I can’t say for sure, but I recall a conversation with David Irvine in which he said notifications of changes in shared data would be supported. My memory is vague, but that’s my impression.
That’s not correct.
You can have a direct UDP connection between 2 or more people. It would be the exact same speed as a direct UDP connection between the same 2 people on the clearnet. There’s really no extra overhead.
Nothing within the SAFE design forces slow internet. In fact, in nearly all cases, your download speeds for everything (on the network) will be noticeably faster than the clearnet, because of the way you’re requesting one of several copies of a chunk from different vaults. The distributed nature of the routing system demands that files try to be geographcially distributed as well (based on network latencies).
I’ll agree and say that if you tried to move a static gaming server onto SAFE, multiplayer would be dodgy at best. New methodologies have to be designed to take advantage of the full decentralized capabilities of SAFE, and with a high-bandwidth low-latency application like gaming, care must be taken when designing the software that interprets bullet hits or player movement.
Very far future? Any sense of the range of that time scale?
Sorry but you can not. AFAIK the design makes sure that IP addresses are not discoverable. Yes, the nodes are directly connected to each other. But no, you can’t pick a direct communication channel between yourself and a specific node. (Unless you disclose your IP addresses through the SAFE network; but then you lose your privacy, obviously.)
Faster, but not faster It’s the difference between latency (limited by the speed of light) and bandwidth (the proverbial truck full of SSDs).
Nah speed is speed.
Speed = some amount of internet data * time to receive all that data
Nobody cares about km/h or mph It’s all about the data
It’s a freedom tradeoff the user gets to make. They have the option to go as far into any realm of thought. They can choose to be totally private and anonymous, or they can choose to hand over their IP to friends/family to video chat, etc.
But the point remains, which is SAFE is just as fast as the old internet, albeit at some small cost. IP is kind of irrelevant anyway, in the point that as long as the communication itself is encrypted, at least your recorded conversation won’t be interecepted.
I’ll assume you haven’t thought it through … or am I just being trolled?
A simple example for why what you’re saying is terribly incorrect: A phone conversation consumes hardly any bandwidth, but if it the latency (the time for your voice to reach the other party) is more than a second or so, you’ll start cutting each other off because of the delay. Or think about lag in WoW or whatever you kids are playing these days (acting all wise and mature) I’m afraid SAFE will kinda suck for this; the routing overhead will introduce too much latency.
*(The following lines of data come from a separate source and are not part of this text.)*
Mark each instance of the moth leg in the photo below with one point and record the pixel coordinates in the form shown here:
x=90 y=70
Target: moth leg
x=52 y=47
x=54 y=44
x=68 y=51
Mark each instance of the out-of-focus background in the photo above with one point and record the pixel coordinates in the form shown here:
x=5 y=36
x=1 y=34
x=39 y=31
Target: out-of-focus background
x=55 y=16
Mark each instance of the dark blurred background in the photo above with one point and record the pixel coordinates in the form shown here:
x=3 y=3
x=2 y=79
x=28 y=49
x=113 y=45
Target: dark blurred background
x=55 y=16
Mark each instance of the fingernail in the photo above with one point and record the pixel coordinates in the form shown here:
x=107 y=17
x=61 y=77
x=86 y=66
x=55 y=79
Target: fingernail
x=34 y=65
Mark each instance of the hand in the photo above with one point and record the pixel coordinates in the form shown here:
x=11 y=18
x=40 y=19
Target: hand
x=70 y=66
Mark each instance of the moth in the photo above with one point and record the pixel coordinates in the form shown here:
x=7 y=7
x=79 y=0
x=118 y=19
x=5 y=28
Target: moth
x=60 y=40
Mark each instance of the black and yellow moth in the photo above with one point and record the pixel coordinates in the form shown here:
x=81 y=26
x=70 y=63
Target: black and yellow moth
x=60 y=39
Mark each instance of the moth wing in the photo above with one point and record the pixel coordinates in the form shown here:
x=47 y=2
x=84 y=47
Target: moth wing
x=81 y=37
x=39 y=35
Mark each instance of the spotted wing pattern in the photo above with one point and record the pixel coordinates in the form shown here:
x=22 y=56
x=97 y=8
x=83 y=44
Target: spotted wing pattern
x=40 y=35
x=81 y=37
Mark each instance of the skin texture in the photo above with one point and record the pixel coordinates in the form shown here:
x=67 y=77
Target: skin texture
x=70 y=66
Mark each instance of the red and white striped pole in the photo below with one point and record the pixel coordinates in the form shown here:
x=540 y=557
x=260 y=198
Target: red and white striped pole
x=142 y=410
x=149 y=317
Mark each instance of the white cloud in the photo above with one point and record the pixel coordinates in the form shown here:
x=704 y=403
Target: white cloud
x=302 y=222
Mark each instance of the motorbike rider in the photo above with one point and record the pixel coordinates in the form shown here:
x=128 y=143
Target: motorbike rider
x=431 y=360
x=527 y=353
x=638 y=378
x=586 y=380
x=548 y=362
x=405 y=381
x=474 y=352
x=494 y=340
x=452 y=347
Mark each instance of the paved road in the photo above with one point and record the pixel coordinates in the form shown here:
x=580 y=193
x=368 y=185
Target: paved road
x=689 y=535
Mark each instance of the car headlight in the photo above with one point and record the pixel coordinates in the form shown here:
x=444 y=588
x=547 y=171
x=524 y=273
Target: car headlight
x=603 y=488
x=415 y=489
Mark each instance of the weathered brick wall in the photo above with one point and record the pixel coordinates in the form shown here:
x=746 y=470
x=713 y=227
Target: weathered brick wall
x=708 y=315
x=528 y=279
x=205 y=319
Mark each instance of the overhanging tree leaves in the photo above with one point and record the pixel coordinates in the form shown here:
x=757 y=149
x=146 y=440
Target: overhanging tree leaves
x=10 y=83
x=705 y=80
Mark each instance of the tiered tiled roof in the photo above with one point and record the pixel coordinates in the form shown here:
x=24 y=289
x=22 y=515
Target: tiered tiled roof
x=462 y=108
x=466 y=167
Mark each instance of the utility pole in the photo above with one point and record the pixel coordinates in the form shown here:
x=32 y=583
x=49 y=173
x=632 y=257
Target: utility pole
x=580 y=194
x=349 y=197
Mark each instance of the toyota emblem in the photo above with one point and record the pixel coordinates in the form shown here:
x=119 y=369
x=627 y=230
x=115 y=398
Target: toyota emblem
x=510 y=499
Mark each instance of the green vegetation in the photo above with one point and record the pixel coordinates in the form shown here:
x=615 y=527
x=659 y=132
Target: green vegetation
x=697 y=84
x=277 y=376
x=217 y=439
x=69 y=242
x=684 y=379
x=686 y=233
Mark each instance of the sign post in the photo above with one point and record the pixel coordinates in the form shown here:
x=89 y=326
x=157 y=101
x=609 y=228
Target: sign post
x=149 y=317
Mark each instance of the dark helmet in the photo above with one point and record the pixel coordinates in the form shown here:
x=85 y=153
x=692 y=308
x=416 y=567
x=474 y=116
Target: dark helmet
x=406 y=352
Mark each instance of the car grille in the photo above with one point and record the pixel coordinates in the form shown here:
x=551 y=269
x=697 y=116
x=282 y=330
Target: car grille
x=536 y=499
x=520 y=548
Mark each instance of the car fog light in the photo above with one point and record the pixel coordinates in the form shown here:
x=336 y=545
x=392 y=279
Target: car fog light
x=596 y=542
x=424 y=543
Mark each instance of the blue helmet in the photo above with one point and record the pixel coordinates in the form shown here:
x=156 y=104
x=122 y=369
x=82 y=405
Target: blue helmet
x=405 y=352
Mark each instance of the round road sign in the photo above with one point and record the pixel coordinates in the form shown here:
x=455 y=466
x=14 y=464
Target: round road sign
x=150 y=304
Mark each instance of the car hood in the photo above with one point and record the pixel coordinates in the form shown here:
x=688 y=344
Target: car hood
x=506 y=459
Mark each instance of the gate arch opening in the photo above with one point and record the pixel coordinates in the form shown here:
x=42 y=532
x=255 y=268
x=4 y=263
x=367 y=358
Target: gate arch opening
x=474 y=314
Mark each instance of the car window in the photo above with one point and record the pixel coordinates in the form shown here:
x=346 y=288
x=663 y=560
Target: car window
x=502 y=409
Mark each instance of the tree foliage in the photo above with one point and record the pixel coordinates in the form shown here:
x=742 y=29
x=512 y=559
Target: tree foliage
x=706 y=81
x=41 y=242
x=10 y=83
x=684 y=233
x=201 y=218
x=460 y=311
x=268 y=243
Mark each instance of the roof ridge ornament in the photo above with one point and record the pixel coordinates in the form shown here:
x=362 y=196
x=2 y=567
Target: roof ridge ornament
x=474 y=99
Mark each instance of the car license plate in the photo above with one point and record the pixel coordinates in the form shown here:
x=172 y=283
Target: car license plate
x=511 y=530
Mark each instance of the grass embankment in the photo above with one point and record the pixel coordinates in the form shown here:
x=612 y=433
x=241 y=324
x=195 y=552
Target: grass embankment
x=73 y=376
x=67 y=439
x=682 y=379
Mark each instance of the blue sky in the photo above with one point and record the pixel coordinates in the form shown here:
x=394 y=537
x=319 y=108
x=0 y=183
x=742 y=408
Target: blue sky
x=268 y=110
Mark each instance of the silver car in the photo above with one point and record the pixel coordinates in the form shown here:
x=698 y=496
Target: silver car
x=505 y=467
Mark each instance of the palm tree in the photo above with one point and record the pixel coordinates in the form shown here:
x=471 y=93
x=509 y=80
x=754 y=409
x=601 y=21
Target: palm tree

Opposite to that, if you’re downloading the latest Ubuntu installer with bittorrent, you really don’t care if the blocks are arriving in order, or if there are a few seconds between requesting a list of blocks and when you start receiving them. You only care about the bandwidth because what matters is getting the whole stuff as fast as possible. SAFE is absolutely the best for this.
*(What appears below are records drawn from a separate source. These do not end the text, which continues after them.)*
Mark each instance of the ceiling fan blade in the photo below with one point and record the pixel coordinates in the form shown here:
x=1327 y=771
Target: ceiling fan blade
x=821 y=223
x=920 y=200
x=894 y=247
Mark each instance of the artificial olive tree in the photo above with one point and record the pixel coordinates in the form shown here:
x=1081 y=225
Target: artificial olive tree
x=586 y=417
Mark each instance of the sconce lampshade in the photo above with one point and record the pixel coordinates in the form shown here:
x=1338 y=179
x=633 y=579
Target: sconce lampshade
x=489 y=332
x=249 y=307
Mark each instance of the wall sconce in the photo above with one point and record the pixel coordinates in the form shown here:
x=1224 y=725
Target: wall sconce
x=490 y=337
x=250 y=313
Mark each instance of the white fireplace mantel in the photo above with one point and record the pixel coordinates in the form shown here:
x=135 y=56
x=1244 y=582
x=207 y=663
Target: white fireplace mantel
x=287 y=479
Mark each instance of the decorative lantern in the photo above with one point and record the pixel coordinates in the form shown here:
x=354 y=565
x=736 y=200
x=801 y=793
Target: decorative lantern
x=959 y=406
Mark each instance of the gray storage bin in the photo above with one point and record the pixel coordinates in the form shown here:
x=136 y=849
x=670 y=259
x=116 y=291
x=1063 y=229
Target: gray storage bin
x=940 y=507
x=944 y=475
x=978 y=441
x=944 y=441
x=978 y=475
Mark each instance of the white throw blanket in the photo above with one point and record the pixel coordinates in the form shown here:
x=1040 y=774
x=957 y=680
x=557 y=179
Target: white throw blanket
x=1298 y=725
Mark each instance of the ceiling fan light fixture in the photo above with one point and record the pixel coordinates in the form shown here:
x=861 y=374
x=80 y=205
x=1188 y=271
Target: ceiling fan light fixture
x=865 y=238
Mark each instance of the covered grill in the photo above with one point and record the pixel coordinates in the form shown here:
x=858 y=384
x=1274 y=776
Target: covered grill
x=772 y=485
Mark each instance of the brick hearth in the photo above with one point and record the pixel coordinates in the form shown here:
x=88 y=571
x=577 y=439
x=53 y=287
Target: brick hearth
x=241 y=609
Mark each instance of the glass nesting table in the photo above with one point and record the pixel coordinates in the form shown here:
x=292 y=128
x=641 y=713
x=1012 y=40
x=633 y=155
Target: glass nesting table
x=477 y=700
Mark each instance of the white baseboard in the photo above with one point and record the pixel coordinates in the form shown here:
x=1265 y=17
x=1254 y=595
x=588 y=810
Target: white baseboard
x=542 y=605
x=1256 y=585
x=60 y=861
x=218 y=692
A third case is when you have a stream like in the case of a phone conversation, but delay isn’t that important. That would be YouTube or Netflix. You need to deliver consecutive pieces of the data in order and at a reasonably constant rate. SAFE would be awesome for this.
What I meant though is that the SAFE network does not work in a way that makes real-time low-delay direct communication possible within the confines of the network itself. In other words: no, they do not have that freedom, unless they reach outside the SAFE network, using it only as a signalling channel.
Incorrect. It may be irrelevant for secrecy, but it is crucial for anonymity.
- Fast: No, you can’t confuse latency with bandwidth because you can have both, either, or none, and it will determine the kinds of applications you can enjoy.
- Security: Privacy, anonymity, encryption, etc: they are all very different things, so just because they’re somewhat related, you still can’t substitute one for the other.